Roberto Cavallone, già procuratore di Sanremo e fino a qualche mese fa sostituto pg in Corte d'Appello a Roma, commenta la notizia con una battuta: «Oramai i processi sono come i videogiochi: è più difficile celebrarli che raggiungere la verità processuale».


I rinvii, dovuti a cavilli e pretesti, non mettono a rischio un processo come quello per la morte Luca Sacchi, ma in altri casi possono garantire l'impunità agli imputati. Quale può essere la via d'uscita?
«Ovviamente, trattandosi di omicidio, non c'è questo rischio. Ma il problema si pone. E soprattutto in secondo grado. Perché con la riforma Cartabia dopo due anni, se il processo d'appello non è stato celebrato scatta l'improcedibilità. Che non è neppure la prescrizione. Ossia lo Stato avrebbe ancora interesse a celebrare il processo, ma i tempi devono essere rapidi. Una norma pensata solo rientrare nei parametri dell'Unione europea. Che prevede quindi la chiusura del processo senza una sentenza. Per questo in corte d'Appello a Roma si celebrano prima processi che riguardano fatti avvenuti dopo la riforma, lasciando indietro gli altri, anche precedenti, che non sono a rischio».


Ma qual è la soluzione?
«La soluzione è celebrare il processo a distanza, come sicuramente avverrà la prossima volta.

Il presidente può firmare un decreto anche fuori udienza. E la prossima volta gli imputati saranno collegati da remoto. La riforma Cartabia ha introdotto alcune modifiche del codice di procedura per cui è previsto che l'imputato possa assistere a distanza. Bisogna predisporre il collegamento».


Ma un cavillo si può sempre trovare.
«Purtroppo fare il processo diventa più importante che riuscire attestare qual sia la verità processuale. Ci sono mille ostacoli, alcuni comprensibili altri incomprensibili. Forse si può trattare di una strategia difensiva per incidere sull'esecuzione cautelare, ma è il solito gioco, ci sono difensori più corretti e altri meno.

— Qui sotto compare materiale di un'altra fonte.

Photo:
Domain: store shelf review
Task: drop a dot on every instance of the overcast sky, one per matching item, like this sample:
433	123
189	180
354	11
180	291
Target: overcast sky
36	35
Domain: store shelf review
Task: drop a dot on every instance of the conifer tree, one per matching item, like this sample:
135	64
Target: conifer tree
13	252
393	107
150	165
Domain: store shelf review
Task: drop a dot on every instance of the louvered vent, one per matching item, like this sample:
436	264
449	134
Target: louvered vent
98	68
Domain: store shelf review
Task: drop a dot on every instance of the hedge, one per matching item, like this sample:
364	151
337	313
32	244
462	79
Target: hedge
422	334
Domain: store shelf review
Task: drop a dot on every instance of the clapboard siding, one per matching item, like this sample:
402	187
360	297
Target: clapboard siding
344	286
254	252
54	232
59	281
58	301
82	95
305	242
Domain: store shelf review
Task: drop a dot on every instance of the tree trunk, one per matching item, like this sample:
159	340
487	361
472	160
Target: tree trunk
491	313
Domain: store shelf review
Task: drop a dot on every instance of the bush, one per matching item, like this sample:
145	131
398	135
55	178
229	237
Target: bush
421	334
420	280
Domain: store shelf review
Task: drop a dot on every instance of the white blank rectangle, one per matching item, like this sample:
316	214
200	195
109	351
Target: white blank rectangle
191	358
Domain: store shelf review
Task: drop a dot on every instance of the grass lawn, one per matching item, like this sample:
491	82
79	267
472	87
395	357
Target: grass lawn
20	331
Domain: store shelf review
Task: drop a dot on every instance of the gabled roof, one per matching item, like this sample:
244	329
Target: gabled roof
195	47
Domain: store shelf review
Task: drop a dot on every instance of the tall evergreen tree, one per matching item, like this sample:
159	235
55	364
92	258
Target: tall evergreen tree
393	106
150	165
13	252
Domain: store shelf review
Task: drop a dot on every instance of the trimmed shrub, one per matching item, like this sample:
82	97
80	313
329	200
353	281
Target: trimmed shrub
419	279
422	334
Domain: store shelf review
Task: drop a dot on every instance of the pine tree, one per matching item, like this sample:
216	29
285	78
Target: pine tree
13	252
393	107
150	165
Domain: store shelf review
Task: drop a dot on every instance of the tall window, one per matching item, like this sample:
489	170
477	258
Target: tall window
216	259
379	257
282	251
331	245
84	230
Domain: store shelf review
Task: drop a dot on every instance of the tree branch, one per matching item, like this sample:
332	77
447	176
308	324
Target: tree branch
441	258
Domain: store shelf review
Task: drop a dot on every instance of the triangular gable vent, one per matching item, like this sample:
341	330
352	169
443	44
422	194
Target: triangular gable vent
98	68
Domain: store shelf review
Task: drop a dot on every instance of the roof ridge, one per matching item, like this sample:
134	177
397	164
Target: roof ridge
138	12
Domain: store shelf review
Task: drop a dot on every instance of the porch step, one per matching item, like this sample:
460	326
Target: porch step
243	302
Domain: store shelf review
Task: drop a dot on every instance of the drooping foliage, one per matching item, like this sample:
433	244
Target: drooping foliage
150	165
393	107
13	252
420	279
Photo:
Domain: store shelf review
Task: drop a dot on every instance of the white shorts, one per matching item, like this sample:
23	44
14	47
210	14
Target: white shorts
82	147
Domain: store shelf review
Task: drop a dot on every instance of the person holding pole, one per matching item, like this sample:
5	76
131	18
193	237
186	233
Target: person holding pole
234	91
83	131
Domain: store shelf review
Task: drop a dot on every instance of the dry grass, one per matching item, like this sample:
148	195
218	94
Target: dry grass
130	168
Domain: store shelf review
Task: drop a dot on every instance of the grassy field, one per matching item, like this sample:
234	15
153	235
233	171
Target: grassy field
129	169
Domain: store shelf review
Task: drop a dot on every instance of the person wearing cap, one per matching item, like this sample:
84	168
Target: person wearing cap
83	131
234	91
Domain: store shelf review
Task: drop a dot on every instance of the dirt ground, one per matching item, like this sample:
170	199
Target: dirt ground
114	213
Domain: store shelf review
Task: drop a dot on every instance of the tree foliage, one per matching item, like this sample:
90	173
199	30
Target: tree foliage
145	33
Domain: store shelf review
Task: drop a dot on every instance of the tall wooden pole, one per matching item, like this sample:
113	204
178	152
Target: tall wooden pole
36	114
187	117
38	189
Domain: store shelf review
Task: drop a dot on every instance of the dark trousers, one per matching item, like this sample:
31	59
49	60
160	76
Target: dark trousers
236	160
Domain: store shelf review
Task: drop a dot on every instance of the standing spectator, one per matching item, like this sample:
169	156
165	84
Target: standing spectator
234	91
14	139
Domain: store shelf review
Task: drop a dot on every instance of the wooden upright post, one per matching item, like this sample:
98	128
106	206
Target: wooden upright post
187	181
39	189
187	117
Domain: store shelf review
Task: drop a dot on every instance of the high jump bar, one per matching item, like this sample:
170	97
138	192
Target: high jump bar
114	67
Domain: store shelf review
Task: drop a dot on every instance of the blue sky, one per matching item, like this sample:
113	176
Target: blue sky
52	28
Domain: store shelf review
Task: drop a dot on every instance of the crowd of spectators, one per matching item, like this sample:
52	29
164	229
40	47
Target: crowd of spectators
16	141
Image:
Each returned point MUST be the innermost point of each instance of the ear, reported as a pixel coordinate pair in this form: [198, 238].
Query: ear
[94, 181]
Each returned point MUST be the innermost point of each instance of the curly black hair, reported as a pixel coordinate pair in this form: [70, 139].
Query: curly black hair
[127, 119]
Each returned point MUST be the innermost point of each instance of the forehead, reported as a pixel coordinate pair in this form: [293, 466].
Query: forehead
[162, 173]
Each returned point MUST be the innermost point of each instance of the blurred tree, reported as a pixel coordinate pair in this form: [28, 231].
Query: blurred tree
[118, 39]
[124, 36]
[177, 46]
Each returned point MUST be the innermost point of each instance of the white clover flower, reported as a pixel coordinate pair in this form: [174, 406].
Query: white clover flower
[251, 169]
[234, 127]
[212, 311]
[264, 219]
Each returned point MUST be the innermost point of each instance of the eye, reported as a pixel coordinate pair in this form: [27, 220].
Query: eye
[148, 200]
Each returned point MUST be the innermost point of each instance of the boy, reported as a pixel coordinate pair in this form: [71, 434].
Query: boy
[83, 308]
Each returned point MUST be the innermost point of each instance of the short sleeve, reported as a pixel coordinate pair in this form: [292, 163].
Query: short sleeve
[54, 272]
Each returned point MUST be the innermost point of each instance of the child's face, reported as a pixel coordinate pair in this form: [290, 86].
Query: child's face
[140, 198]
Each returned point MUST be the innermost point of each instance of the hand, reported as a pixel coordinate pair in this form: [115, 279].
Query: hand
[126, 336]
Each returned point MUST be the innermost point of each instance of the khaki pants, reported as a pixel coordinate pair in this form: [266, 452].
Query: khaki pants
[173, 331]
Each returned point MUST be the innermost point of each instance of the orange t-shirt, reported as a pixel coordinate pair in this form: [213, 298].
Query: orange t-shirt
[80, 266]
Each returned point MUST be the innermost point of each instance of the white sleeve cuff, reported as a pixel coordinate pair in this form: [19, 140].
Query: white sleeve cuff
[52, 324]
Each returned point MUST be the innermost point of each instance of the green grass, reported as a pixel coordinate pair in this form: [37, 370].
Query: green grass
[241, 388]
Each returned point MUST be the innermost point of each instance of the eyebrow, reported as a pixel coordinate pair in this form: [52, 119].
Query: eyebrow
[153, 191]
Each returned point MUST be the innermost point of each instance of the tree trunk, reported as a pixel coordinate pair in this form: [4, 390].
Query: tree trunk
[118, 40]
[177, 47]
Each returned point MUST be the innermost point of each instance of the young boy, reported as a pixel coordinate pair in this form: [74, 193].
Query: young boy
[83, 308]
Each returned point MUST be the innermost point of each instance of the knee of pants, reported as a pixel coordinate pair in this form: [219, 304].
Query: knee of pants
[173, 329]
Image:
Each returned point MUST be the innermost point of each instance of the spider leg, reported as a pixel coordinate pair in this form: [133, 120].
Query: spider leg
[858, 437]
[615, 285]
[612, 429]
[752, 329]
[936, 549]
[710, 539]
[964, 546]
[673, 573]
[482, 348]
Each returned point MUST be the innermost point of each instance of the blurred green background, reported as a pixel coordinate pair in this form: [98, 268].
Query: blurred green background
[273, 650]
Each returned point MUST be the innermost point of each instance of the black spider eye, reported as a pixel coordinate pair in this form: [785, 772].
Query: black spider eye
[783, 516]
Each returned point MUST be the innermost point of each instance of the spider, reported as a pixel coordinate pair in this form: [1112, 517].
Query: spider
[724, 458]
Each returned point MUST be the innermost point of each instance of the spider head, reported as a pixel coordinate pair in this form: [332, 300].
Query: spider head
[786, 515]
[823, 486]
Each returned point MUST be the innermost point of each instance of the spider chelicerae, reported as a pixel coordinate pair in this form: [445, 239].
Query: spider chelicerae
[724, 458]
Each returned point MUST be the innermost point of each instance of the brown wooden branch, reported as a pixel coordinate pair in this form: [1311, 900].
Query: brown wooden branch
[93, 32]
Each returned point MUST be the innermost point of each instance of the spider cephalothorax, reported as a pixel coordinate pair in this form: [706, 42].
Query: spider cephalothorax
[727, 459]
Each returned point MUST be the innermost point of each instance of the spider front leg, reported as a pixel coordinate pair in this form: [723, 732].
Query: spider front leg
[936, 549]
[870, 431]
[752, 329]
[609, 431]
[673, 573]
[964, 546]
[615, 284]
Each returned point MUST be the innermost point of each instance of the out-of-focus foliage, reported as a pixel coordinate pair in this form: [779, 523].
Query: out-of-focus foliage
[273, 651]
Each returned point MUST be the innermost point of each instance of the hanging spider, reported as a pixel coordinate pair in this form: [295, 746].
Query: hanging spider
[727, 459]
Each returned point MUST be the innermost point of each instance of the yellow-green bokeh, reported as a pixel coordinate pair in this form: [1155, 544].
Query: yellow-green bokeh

In tanti sfruttano quest'arma in maniera spregiudicata».


Le riforme non hanno garantito un effettivo miglioramento della situazione.
«Penso che, finora, la politica trasversalmente non abbia operato per migliorare la situazione. Ci sarebbero mille cose da fare per velocizzare la giustizia, ma sembra che nessuno, almeno fino a questo momento, lo abbia davvero voluto».